What is the integral of the floor of x? Furthermore, what is the integral of a power of the floor of x? I saw in one of the answers here that:
$$ \int \;\lfloor x \rfloor dx = x\lfloor x \rfloor - \frac12 \lfloor x \rfloor(\lfloor x \rfloor + 1)\; $$
But the person did not provide a proof. I do not quite understand how they arrived at that answer. I tried Googling it, but I can't seem to find a proof. Can anyone provide one please? Additionally, can you provide how you would take the integral of a power of the floor of x, such as:
$$ \int \;\lfloor x \rfloor^n dx $$
where n is a natural number.
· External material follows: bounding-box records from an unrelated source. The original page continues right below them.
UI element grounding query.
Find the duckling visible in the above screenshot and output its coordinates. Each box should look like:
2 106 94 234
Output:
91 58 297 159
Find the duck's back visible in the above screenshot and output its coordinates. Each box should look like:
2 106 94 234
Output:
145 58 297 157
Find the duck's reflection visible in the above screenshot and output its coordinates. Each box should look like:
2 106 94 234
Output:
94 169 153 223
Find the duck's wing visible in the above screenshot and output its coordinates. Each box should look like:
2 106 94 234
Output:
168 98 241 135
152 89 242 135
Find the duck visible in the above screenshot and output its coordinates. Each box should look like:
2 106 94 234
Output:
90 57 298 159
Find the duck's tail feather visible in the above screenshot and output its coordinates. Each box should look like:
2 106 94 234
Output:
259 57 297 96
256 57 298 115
I'd appreciate it.
If $F(b)$ is the antiderivative of $\lfloor b\rfloor$, then
$$F(b)-F(0)=\int_0^b\lfloor x\rfloor dx$$ $$=\sum_{n=0}^{\lfloor b\rfloor-1}\int_n^{n+1}\lfloor x\rfloor dx+\int_{\lfloor b\rfloor}^b\lfloor x\rfloor dx$$ $$=\sum_{n=0}^{\lfloor b\rfloor-1}n+\int_{\lfloor b\rfloor}^b\lfloor b\rfloor dx$$ $$=\frac{\lfloor b\rfloor(\lfloor b\rfloor-1)}2+\lfloor b\rfloor(b-\lfloor b\rfloor)$$ $$=\frac{\lfloor b\rfloor(\lfloor b\rfloor-1)+2\lfloor b\rfloor(b-\lfloor b\rfloor)}2$$ $$=\frac{\lfloor b\rfloor(2b-\lfloor b\rfloor-1)}2$$ $$=\lfloor b\rfloor b-\frac{\lfloor b\rfloor(\lfloor b\rfloor+1)}2$$
If we define $F(0)=0$, then we have $F(b)=\lfloor b\rfloor b-\frac{\lfloor b\rfloor(\lfloor b\rfloor+1)}2$.
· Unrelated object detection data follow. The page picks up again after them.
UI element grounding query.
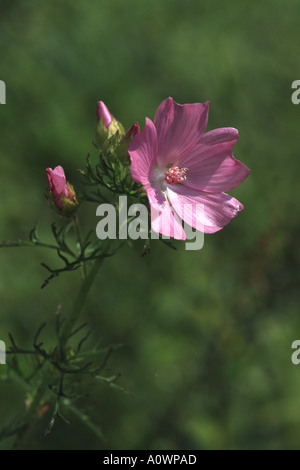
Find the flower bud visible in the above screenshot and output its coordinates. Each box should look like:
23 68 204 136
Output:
46 166 78 216
95 101 125 148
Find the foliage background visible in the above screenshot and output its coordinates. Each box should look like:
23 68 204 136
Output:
0 0 300 449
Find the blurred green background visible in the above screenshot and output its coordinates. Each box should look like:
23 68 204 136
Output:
0 0 300 450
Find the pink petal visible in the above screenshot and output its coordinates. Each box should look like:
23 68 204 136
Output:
128 118 157 185
146 184 186 240
179 127 250 192
154 98 209 169
167 185 244 233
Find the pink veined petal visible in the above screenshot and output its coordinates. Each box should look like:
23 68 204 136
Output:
167 185 244 233
128 118 157 185
154 98 209 169
146 184 186 240
179 128 250 192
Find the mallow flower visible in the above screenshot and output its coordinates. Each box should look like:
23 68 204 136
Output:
46 166 78 216
128 98 250 240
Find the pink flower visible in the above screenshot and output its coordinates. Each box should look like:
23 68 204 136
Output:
128 98 250 240
46 166 78 215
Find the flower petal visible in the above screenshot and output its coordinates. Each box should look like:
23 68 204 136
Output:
180 127 250 192
154 98 209 169
146 184 186 240
128 118 157 185
167 185 244 233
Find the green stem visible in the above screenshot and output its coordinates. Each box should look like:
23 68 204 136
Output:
73 215 86 279
12 367 51 450
13 258 104 449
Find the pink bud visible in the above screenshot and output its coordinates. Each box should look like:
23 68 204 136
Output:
97 101 112 129
46 166 78 215
124 122 141 140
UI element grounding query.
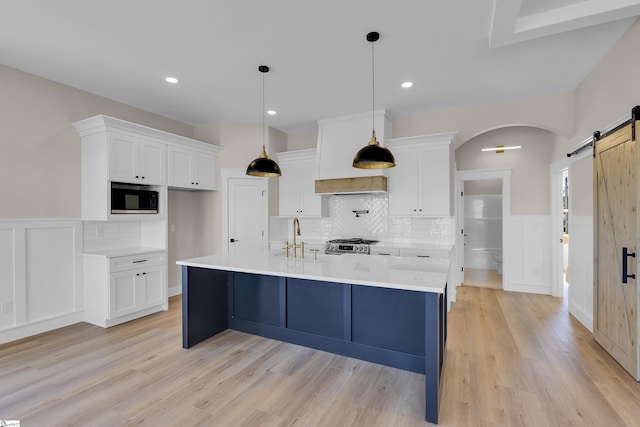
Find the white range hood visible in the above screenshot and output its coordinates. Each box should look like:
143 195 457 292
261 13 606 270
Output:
315 110 391 194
Similarly, if $F(b)$ is the antiderivative of $\lfloor b\rfloor^n$, then:
$$F(b)-F(0)=\int_0^b\lfloor x\rfloor^n dx$$ $$=\sum_{i=0}^{\lfloor b\rfloor-1}\int_i^{i+1}\lfloor x\rfloor^n dx+\int_{\lfloor b\rfloor}^b\lfloor x\rfloor^n dx$$ $$=\sum_{i=0}^{\lfloor b\rfloor-1}i^n+\int_{\lfloor b\rfloor}^b\lfloor b\rfloor^n dx$$ $$=\sum_{i=0}^{\lfloor b\rfloor-1}i^n+(b-\lfloor b\rfloor)\lfloor b\rfloor^n$$
Using robjob's Hockey-Stick Identity: $$\newcommand{\stirtwo}[2]{\left\{#1\atop#2\right\}}$$ $$\sum_{i=0}^{\lfloor b\rfloor-1}i^n=\sum_{j=0}^n\binom{\lfloor b\rfloor}{j+1}\stirtwo{n}{j}j!$$
Where $\stirtwo{m}{j}$ are Stirling Numbers of the Second Kind.
Hence,
$$F(b)-F(0)=\sum_{j=0}^n\left[\binom{\lfloor b\rfloor}{j+1}\stirtwo{n}{j}j!\right]+(b-\lfloor b\rfloor)\lfloor b\rfloor^n$$
If $F(0)=0$, then
$$F(b)=\sum_{j=0}^n\left[\binom{\lfloor b\rfloor}{j+1}\stirtwo{n}{j}j!\right]+(b-\lfloor b\rfloor)\lfloor b\rfloor^n$$
Alternately, applying the more well-known but less compact Faulhaber's formula:
$$\sum_{i=0}^{\lfloor b\rfloor-1}i^n= \frac{(\lfloor b\rfloor-1)^{n+1}}{n+1}+\frac12(\lfloor b\rfloor-1)^n+\sum_{k=2}^n \frac{B_{k}}{k!}\frac{n!}{(n-k+1)!}(\lfloor b\rfloor-1)^{n-k+1}$$
Where $B_k$ is the $k$th Bernoulli number.
Hence,
$$F(b)-F(0)=\frac{(\lfloor b\rfloor-1)^{n+1}}{n+1}+\frac12(\lfloor b\rfloor-1)^n+\sum_{k=2}^n\left[\frac{B_{k}}{k!}\frac{n!}{(n-k+1)!}(\lfloor b\rfloor-1)^{n-k+1}\right]+(b-\lfloor b\rfloor)\lfloor b\rfloor^n$$
If we let $F(0)=0$, then
$$F(b)=\frac{(\lfloor b\rfloor-1)^{n+1}}{n+1}+\frac12(\lfloor b\rfloor-1)^n+\sum_{k=2}^n\left[\frac{B_{k}}{k!}\frac{n!}{(n-k+1)!}(\lfloor b\rfloor-1)^{n-k+1}\right]+(b-\lfloor b\rfloor)\lfloor b\rfloor^n$$